あまり手を入れず、半ば植物の育つがまま、なるがままに任せている自宅の庭。葉と葉は触れ合い、枝は重なり、所々に深い影を落とす。最近は苗木を買って植えることが少なくなったから、このぼうぼうさ加減は新たな種が自然に蒔かれた、運ばれてきたということだろう。庭の半分は植木鉢や買ってきた苗木が育った厚み、残りの半分は自然に育った実生の厚み。

夜、空を見上げてみればそこには満天の星。星座に詳しい人なら、そこにさまざまな星座を見る事ができるのだろう。星座にうとい僕にはただ輝く星々が見えるだけ。星座は見えない。星のひとつひとつを紙に写し取ってみてもただの点になってしまう。でも、今、僕に届いている輝きにはきっと奥行きがあるはず。星座を横から見たらどう見えるのか。星座の輪郭を想像してみる。

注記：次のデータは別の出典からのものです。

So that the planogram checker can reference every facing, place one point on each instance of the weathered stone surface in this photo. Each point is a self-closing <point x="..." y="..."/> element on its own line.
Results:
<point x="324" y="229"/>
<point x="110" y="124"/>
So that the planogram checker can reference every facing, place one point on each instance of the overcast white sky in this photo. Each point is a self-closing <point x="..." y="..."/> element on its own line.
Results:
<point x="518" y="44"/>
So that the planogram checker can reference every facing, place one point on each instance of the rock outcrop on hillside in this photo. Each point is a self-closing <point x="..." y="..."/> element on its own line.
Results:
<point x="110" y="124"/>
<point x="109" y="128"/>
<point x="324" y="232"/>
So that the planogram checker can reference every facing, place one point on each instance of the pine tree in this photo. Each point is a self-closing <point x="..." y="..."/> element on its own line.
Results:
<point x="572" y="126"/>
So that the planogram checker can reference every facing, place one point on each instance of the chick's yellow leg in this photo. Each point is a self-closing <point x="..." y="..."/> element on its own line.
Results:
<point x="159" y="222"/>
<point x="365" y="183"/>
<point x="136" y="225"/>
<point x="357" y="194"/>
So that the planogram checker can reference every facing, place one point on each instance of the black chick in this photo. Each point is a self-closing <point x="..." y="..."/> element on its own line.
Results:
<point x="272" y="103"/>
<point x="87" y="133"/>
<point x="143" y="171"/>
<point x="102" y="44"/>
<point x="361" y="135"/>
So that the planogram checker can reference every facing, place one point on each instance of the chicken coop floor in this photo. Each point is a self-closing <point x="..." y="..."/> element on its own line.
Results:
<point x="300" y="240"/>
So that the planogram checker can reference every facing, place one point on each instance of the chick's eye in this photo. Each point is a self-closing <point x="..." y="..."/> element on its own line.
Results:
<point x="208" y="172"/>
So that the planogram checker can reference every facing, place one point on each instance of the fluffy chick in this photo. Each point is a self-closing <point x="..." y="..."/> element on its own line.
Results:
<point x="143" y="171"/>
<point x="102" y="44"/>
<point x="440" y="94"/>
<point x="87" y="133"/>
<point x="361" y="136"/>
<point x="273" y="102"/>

種から育てる実生のように作品をつくり、そこからまた種を採取して新たな作品をつくる。庭に蒔かれた種の芽生えを見守るように、作品を展示する事の中でも実生の現れを待つ。そして、それら作品や実生の現れを含めて、移り行く事象を注意深く観察し、眺める。もし、そこに見えている事象そのままに別の事象が重なって見える時があるとしたら、それは想像するしかなかった星座の輪郭が星々の輝きの中に見える時なのかも知れない。